Verso le 3:00 del mattino, il pronto soccorso era tornato a un ronzio tranquillo e ritmico. I segni vitali della bambina si erano finalmente stabilizzati dopo una flebo, anche se rimaneva in un sonno profondo indotto farmacologicamente. Elena era seduta alla sua postazione di registrazione, con un occhio sul monitor e l’altro sul silenzioso guardiano fuori dal vetro. Il cane aveva finito l’acqua e ora giaceva disteso a pancia in giù, con il mento pesante appoggiato sulle zampe anteriori.
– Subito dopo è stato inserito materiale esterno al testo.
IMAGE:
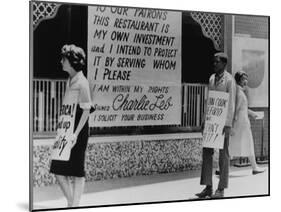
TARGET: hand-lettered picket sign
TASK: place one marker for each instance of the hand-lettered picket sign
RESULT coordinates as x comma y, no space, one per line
63,144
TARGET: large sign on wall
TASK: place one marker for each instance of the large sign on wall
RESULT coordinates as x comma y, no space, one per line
134,66
65,127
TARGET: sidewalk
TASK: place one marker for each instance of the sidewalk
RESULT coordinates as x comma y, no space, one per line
155,188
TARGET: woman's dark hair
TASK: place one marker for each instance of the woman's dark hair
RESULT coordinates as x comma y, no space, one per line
238,76
75,55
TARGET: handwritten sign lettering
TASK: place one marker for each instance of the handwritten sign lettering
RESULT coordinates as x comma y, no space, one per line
217,105
62,146
134,66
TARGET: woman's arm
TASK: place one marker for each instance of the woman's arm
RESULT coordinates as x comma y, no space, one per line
82,121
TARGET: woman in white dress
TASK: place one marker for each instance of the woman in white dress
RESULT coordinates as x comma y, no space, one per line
241,142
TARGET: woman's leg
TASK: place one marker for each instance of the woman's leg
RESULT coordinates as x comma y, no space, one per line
65,185
78,189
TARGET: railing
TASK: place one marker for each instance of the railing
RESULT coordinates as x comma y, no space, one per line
48,95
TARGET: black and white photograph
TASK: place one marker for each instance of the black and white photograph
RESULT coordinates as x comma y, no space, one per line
146,105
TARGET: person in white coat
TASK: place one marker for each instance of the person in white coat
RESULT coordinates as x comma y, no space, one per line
241,140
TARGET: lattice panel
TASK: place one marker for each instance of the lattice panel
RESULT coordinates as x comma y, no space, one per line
43,11
212,27
256,27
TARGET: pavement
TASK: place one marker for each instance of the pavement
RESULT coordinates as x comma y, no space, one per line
154,188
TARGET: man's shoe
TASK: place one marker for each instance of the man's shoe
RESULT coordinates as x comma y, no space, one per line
207,192
258,171
217,172
218,194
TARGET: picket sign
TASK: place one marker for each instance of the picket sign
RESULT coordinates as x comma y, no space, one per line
216,113
62,145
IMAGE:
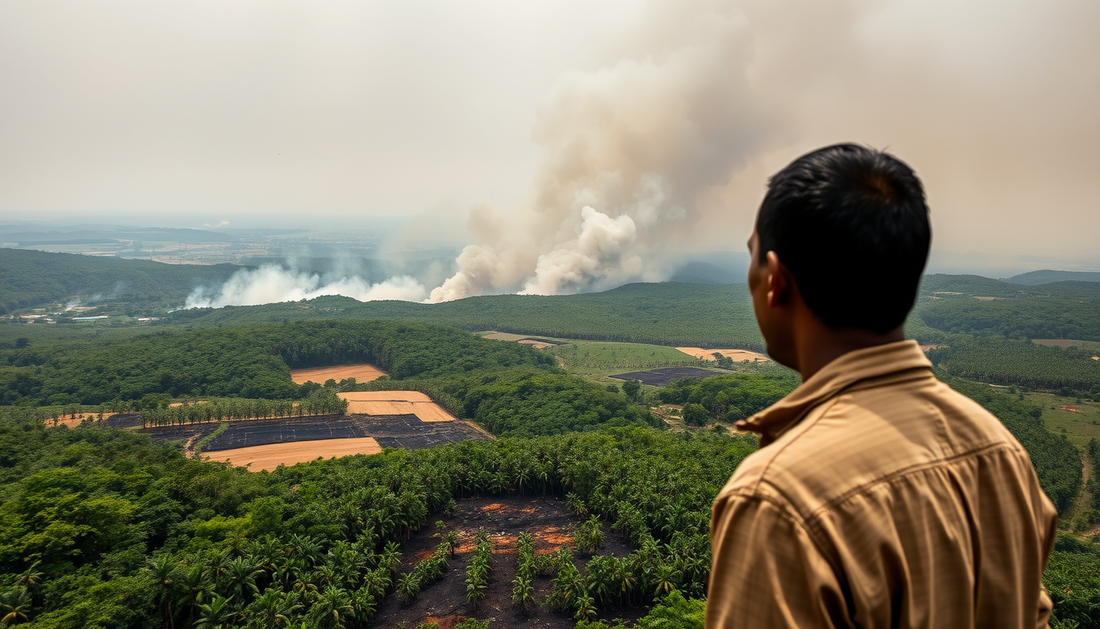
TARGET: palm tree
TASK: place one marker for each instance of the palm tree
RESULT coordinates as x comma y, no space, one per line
14,606
585,607
215,615
523,593
162,570
667,580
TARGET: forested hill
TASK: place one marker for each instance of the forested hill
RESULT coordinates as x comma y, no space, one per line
252,361
30,278
668,313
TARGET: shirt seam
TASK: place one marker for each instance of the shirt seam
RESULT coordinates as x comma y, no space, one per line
974,453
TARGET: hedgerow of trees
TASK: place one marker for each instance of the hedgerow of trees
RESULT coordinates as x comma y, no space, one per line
1007,362
252,362
102,528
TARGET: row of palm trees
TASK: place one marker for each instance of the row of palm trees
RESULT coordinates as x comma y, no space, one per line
319,403
480,567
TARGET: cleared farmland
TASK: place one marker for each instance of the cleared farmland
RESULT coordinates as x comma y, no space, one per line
405,431
271,456
362,373
661,377
395,403
736,355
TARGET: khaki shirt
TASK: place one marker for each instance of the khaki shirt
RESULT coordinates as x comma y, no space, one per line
880,497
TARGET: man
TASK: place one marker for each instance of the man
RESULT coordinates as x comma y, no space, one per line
879,496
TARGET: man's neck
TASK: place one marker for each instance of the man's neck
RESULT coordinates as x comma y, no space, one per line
818,345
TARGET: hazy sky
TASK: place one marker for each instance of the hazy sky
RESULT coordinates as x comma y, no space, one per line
518,109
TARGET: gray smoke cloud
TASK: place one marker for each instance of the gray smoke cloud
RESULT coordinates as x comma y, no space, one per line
273,284
628,150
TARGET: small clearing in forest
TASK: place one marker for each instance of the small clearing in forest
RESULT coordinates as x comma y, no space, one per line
736,355
504,518
272,455
362,373
395,403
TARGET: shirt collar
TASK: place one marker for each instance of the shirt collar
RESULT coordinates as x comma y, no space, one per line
891,361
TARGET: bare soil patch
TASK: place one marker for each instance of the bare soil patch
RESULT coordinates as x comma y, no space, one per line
395,403
70,421
737,355
406,431
536,343
661,377
275,454
362,373
503,518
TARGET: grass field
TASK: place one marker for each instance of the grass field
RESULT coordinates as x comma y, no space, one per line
361,372
395,403
1087,345
271,456
1077,426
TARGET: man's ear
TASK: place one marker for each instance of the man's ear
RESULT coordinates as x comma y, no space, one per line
780,280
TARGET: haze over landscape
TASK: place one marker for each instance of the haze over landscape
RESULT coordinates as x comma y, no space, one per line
433,315
553,146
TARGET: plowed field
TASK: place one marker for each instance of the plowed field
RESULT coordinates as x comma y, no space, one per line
362,373
275,454
243,439
737,355
395,403
661,377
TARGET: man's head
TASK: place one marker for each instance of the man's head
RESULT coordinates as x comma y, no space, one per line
849,225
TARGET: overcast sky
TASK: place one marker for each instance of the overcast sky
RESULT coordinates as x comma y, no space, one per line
431,109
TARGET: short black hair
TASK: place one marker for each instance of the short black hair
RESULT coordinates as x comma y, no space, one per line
851,225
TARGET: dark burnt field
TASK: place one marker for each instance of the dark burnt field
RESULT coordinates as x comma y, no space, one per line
661,377
504,518
389,431
122,420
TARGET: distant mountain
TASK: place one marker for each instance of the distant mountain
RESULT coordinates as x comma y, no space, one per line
34,278
945,286
1047,276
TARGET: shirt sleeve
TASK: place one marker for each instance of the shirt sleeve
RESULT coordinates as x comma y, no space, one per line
767,571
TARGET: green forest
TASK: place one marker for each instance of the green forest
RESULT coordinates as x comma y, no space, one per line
30,278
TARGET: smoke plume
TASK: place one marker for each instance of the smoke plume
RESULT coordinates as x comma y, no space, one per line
628,151
271,284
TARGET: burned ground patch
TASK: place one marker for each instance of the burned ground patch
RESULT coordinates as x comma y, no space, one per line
504,519
661,377
391,431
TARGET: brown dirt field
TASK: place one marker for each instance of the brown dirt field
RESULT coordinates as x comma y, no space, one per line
271,456
504,337
362,373
75,421
536,344
737,355
395,403
503,518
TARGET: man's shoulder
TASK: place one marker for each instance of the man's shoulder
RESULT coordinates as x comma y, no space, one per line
861,437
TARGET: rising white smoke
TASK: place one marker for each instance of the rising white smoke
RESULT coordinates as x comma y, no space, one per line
628,151
271,284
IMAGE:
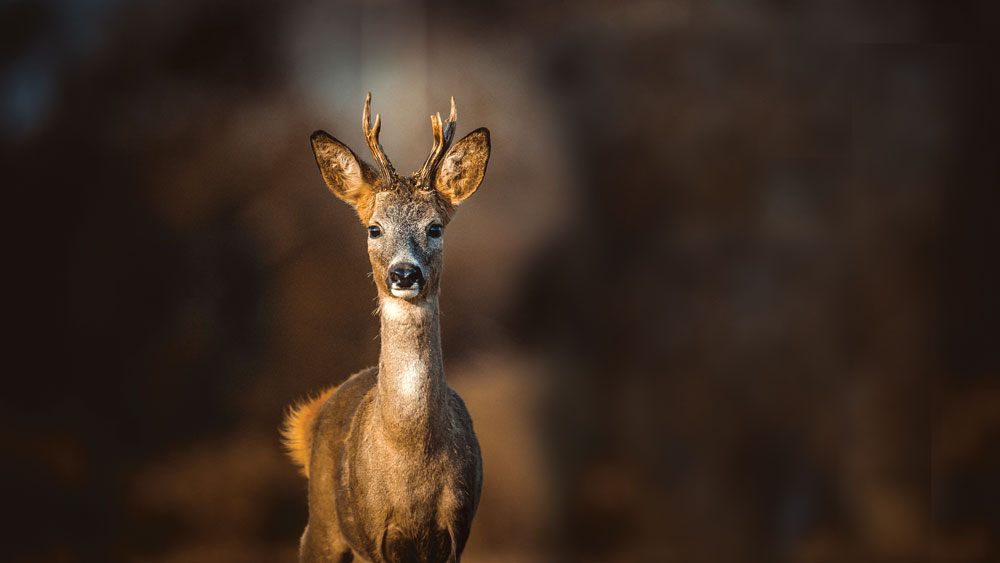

«Come ti chiameremo, ragazzo?» mormorò Elena a bassa voce, avvicinandosi per controllare le sue zampe. Si inginocchiò con una confezione di salviettine antisettiche. Il cane non si mosse. Si limitò a sbattere le palpebre con i suoi occhi dorati, emettendo un lungo, stanco sospiro dal naso mentre lei puliva delicatamente la pelle escoriata dei suoi cuscinetti.


«Hai un sacco di cicatrici, vero?» sussurrò lei, notando vecchi segni di morsi frastagliati intorno al collo e alle spalle. Quel cane era sopravvissuto a un passato brutale, eppure eccolo lì, a fare da scudo a una bambina indifesa. «Ti chiameremo Valorian. Significa “coraggioso”».